やむなく図書室の中へ引き返し、とりあえずと書架の奥へ逃げこむ。七人の少年は、体格的にも隠れるのが難しい。
「どこか…隠し部屋とかないのかよ!」
「そんな都合いい場所あるわけないだろ!」
「静かにっ!」
ついに行き止まり――最奥の書架の前で立ち止まった私たち。
「こうなったら正面突破だ。奴らがそこから出てきたタイミングで急襲!」
「風魔法で埃を舞上げて目くらましするのはどう?」
私たちは書架を背に、倉庫からこっそり持ちだしてきた模擬剣――金属製で刃の部分を潰してある――を構え、黒々とした床を睨んだ。その際、私以外のメンバーは、何故か書架にお尻をぴったりとくっつける中途半端なへっぴり腰……何その格好?

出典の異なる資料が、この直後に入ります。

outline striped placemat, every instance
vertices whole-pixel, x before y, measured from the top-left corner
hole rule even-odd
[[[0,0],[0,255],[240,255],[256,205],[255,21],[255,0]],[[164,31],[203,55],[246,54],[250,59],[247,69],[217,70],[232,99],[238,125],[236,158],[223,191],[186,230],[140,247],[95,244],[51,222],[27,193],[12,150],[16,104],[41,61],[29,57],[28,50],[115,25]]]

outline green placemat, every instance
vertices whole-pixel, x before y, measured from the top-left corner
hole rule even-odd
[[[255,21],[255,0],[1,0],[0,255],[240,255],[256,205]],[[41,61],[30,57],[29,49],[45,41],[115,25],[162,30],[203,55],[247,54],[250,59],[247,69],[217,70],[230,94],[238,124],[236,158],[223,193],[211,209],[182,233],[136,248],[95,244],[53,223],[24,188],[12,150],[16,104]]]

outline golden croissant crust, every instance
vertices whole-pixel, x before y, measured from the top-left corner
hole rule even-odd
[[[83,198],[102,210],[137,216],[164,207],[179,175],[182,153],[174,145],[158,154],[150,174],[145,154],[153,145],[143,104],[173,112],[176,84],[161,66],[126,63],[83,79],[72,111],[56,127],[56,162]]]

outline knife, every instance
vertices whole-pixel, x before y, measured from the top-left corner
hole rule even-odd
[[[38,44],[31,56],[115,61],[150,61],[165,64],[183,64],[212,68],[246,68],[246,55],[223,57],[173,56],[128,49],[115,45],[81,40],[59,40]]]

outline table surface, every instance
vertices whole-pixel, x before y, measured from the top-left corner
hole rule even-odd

「相手は一晩に五人も喰った男色司祭だぜ?音速でケツに突っ込んできても不思議じゃねぇ!」
「それどんなモンスター?!」
というかアレックスさんよ、君はまともな男子だと思ってたんだけど…
「俺は心に決めた女の子がいる!司祭と寝る気はない!」
なんとなく、誰のことを言ってるのか想像できるね、ロイ君。心意気が眩しいっす。
「俺も男とヤル趣味はねぇ。童貞は卒業してるけどな!」
何故かドヤ顔のフリッツ。そう言えば、身代わり君たちの年齢は、規定の十五歳とは限らない。フリッツは確か十七歳、ロイは十七歳、クィンシーは年齢不詳。
「その話、後で詳しく」
「アタシも聞きた~い」
皆さん健全な男子(約一名は女子?)なようで。
「気合い入れてくぞ!!」
「「「「「おう!!」」」」」
死守!童貞!!との掛け声と同時に、それぞれの剣を交差させる……つまり書架にお尻をつけたまま前傾姿勢を取った。何の気なしに。
ガコン!
「「「「「ん?」」」」」
背後で何か重い音が聞こえた直後、書架がぐるんと回転した。
◆◆◆
アーロンは、夜会で粗相をした男を捕らえてある貴人牢を訪れた。王宮のどの建物からも独立した北の塔――庭園の端にポツンと佇む細長い塔の最上階に、それはある。アーロンの姿に、衛兵が怪訝な顔をしたものの、彼が近づくとまるで能面のような顔で扉を開けた。
「ご機嫌よう、ヴァンサン殿」
寝台に腰かけ、鉄格子から外を見つめる男に声をかけたが、反応がない。
「ヴァンサン殿、」
数度呼びかけてようやく、男――ヴァンサンはアーロンに気づいたらしい。ゆるゆると振り返り、「ああ、」と気の抜けた返事がある。憔悴して頬はこけ、目にかつての鋭く理知的な光はない。
「貴殿が気落ちするとは、珍しいこともあるものです」
「……。」
軽口にも返答はない。その様子に、アーロンは悟った。
もう、ダメだろう。
抜け殻のようになった王妃の元側近に傍目には優しく笑んで、アーロンは鉄格子に背を向けた。
アーロンが立ち去って数刻が経った。
「シャーリー…」
渇いた唇から漏れた名は、かつて彼がすべてと引き換えにした女のもの。侯爵家の嫡子という身分も、将来も、家族も、彼女のために捨てて置いてきた。
「貴女は…」
そう遠くない将来、彼女は戦に赴くだろう。昔彼女を敵国に差し出した故国を手に入れる……悲願のために、復讐のために。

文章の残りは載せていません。